Getting Results
Now that you know how to execute the kernel debugger, let's put this knowledge to work with some basic commands in a sample troubleshooting scenario. Imagine that your company installed some new applications and hardware upgrades on one of your department's NT servers 2 months ago. Since then, the following cycle has repeated several times: The server runs properly for several days but then users connecting to resources start to complain about slower and slower performance. Each time, the server eventually stops responding altogether and a blue screen occurs. You’ve been coming in on weekends to reboot the server and head off the problem, but you haven’t had time to investigate further. You then configured the machine for crash dump generation so when the blue screen occurs again, the OS writes a memory.dmp file to disk. After you restart the server, you can use the kernel debugger to gather information on what happened, so you copy the memory.dmp file to the debugging workstation where you've already created a symbol tree.
After the kernel debugger loads your crash dump and is ready to accept commands, the first step is to verify that the symbol tree you created on your debug system is accurate. To verify the accuracy, type the command
!locks –p
at the kd> prompt. This command dumps kernel-mode resource locks and resource performance data, if it exists. In the process of performing this dump, the command also verifies the symbol file for every loaded module. You notice that all the symbol files are found and loaded properly, with no checksum errors.

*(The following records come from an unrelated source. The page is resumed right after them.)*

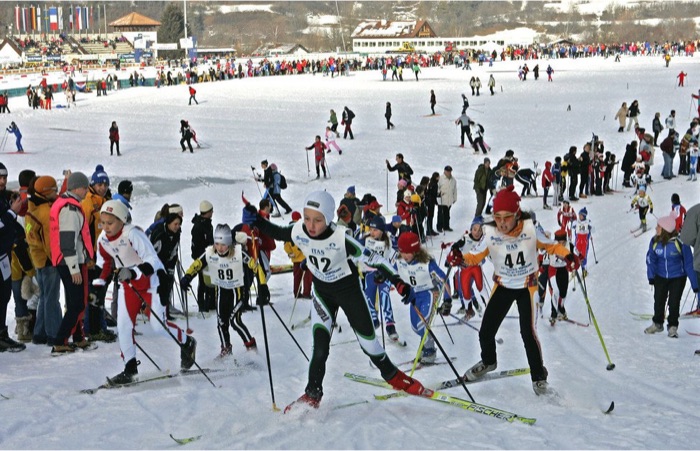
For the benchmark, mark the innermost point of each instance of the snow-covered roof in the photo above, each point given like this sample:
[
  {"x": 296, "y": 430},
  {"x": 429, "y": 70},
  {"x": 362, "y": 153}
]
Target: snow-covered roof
[{"x": 393, "y": 29}]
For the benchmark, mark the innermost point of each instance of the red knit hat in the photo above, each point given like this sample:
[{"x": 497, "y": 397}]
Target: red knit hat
[
  {"x": 409, "y": 243},
  {"x": 506, "y": 200}
]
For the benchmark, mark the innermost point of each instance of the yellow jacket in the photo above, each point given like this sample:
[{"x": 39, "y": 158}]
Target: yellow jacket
[{"x": 36, "y": 227}]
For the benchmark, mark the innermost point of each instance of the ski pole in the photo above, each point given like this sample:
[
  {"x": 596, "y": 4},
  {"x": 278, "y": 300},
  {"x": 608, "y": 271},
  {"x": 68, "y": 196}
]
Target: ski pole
[
  {"x": 449, "y": 361},
  {"x": 582, "y": 283},
  {"x": 288, "y": 331},
  {"x": 144, "y": 305},
  {"x": 593, "y": 248}
]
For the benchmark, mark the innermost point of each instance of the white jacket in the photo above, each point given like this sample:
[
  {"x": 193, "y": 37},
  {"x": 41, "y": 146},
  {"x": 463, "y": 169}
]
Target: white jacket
[{"x": 447, "y": 188}]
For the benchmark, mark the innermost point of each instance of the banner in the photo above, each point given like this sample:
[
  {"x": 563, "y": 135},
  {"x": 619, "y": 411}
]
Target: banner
[{"x": 53, "y": 18}]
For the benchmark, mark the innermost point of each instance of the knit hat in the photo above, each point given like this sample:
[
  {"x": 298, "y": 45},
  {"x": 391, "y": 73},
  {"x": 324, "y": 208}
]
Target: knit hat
[
  {"x": 115, "y": 208},
  {"x": 99, "y": 176},
  {"x": 377, "y": 222},
  {"x": 409, "y": 243},
  {"x": 322, "y": 202},
  {"x": 44, "y": 185},
  {"x": 26, "y": 176},
  {"x": 125, "y": 187},
  {"x": 205, "y": 206},
  {"x": 506, "y": 200},
  {"x": 668, "y": 223},
  {"x": 77, "y": 180}
]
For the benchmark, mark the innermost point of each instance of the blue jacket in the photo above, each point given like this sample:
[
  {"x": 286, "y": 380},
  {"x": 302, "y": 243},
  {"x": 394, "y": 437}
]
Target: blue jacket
[{"x": 670, "y": 261}]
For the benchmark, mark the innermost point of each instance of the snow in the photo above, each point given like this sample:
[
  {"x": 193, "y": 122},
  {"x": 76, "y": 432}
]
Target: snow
[{"x": 245, "y": 121}]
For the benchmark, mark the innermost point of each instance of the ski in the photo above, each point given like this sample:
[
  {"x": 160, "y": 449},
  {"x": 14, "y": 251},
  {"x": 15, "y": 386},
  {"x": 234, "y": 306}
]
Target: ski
[
  {"x": 458, "y": 382},
  {"x": 488, "y": 377},
  {"x": 451, "y": 400},
  {"x": 569, "y": 320},
  {"x": 184, "y": 441},
  {"x": 301, "y": 323},
  {"x": 167, "y": 375},
  {"x": 609, "y": 409}
]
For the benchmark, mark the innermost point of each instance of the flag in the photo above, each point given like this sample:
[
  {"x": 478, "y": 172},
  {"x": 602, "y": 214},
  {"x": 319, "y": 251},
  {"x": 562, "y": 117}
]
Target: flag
[{"x": 53, "y": 18}]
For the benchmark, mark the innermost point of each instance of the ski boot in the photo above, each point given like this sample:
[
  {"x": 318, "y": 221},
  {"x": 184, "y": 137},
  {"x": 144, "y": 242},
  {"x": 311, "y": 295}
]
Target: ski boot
[
  {"x": 128, "y": 375},
  {"x": 478, "y": 371}
]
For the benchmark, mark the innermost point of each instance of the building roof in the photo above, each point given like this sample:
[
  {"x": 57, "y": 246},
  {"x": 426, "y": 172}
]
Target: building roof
[
  {"x": 134, "y": 20},
  {"x": 393, "y": 29}
]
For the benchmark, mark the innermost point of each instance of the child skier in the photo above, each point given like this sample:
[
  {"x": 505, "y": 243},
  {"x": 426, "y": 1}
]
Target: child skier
[
  {"x": 558, "y": 280},
  {"x": 416, "y": 265},
  {"x": 319, "y": 155},
  {"x": 330, "y": 141},
  {"x": 582, "y": 229},
  {"x": 18, "y": 136},
  {"x": 137, "y": 267},
  {"x": 330, "y": 253},
  {"x": 565, "y": 216},
  {"x": 512, "y": 241},
  {"x": 466, "y": 276},
  {"x": 376, "y": 286},
  {"x": 547, "y": 181},
  {"x": 224, "y": 262},
  {"x": 643, "y": 204}
]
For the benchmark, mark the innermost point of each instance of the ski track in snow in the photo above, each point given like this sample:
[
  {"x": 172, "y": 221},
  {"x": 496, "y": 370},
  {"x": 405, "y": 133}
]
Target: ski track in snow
[{"x": 246, "y": 121}]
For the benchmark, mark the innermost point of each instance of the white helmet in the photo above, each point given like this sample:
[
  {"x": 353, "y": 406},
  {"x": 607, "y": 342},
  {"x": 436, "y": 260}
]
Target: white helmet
[
  {"x": 322, "y": 202},
  {"x": 222, "y": 235},
  {"x": 117, "y": 209}
]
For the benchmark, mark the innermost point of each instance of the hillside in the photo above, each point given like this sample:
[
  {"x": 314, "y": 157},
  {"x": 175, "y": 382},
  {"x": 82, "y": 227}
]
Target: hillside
[{"x": 322, "y": 25}]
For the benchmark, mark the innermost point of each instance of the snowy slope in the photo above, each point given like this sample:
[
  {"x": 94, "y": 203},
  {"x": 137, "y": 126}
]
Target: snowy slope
[{"x": 243, "y": 122}]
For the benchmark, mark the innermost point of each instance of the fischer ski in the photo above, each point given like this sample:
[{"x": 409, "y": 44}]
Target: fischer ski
[
  {"x": 167, "y": 375},
  {"x": 184, "y": 441},
  {"x": 451, "y": 400}
]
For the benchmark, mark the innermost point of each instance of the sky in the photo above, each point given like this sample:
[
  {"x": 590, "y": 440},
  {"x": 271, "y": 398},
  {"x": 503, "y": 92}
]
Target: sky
[{"x": 242, "y": 122}]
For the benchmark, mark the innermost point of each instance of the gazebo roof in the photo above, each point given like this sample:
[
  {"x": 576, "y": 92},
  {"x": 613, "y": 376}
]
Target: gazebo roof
[{"x": 135, "y": 20}]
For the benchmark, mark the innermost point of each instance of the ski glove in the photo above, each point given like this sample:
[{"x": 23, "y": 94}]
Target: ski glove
[
  {"x": 186, "y": 281},
  {"x": 263, "y": 294},
  {"x": 410, "y": 298},
  {"x": 126, "y": 274},
  {"x": 250, "y": 214},
  {"x": 572, "y": 262},
  {"x": 403, "y": 288}
]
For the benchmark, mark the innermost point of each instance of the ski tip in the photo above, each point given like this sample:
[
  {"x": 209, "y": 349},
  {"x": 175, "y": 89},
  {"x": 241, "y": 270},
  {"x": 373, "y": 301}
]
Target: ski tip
[{"x": 610, "y": 409}]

Remembering that users were complaining of slower and slower performance, you decide to look at the virtual memory statistics at the time of the crash. One thing that can affect server performance is one process using large amounts of physical memory that previously belonged to other processes or the OS. To see if this is the case, you type in the command
!vm
at the kd> prompt. This command displays information on memory in use by system processes (Paged Pool and NonPaged Pool) and for each user-mode process, as Screen 4 shows. This information is helpful for identifying processes that may have been leaking memory for long periods. When you execute the command, it shows that a user-mode process called database.exe has been using 24MB of memory on this 64MB system.
Suspecting that maybe a 64MB system is insufficiently powered to serve as a database server, you wonder what other upgrades your company performed on this system. You type in
!drivers
at the kd> prompt to show base addresses, sizes, and link dates for all kernel-mode components, as Screen 5 shows. You can look in the output of this command for recently added drivers or applications. Upon inspection, this output lists a new driver that you haven’t seen before—tapedev.sys—along with its base load address, F8C00000. By now, the information from the initialization of the kernel debugger has scrolled off the top of the screen, so you redisplay the blue screen stop codes by typing
dd kibugcheckdata l5
at the kd> prompt. The dd command displays double word memory addresses, and kibugcheckdata is a symbol name that points to the location of the blue screen stop codes in memory. The stop code was 1E (Kmode_Exception_Not_Handled), and one of the codes (F8C01482) looks suspiciously like a memory address that might be inside the driver tapedev.sys. This clue points to the recently installed hardware upgrades as a possible source of the problem.
Next, you decide to look at what other software was running on the system. You type
!process
command at the kd> prompt to display the process that owned the thread that was executing at the time of the crash, as Screen 6 shows. This process is often a good clue as to what triggered the blue screen. Running the !process command shows that the database.exe process was active. Taking it a step further, you use the !process 0 0 command to display an abbreviated list of all processes that were in memory, as Screen 7 shows. Scrolling back in the window, this command shows that almost 70 processes were running, including some of the newly installed applications—yet another sign that the server is underpowered. The !process 0 7 command displays expanded information on each process, including all its threads, what routines each thread was executing, and the total CPU time used. Armed with this information, you contact the vendors of the database application and tape driver software that your company installed on the server and politely request that they perform some thorough compatibility testing.
Certainly, most problems and debugging sessions are not this simple, and usually a good knowledge of NT internals is a must to drill down and get the exact evidence you need. However, you can discover some information about the crash that normally would have been lost. And fortunately, Microsoft has written a utility to automate some of the process. Dumpexam.exe (also located in C:\symtree\basent4\system32) executes the above debugger commands and several others against a specified crash dump file. Like i386kd.exe, it requires the symbol tree. Execute it with the following command line:
DUMPEXAM –Y <symbolpath> <crashdumpfile>
Replace symbolpath with the value of your _NT_Symbol_Path variable from the debug.cmd command file, and replace crashdumpfile with the full path to the crash dump file. Dumpexam.exe will write the output to a file, memory.txt.
Wrapping Up
NT kernel debugging is a huge topic, but you don’t have to know every last detail to make use of the technology and accelerate your troubleshooting efforts. As this article demonstrates, simply knowing how to set up the kernel debugger and extract information about the status of a failed system can be of great benefit to you and to your hardware and software vendors.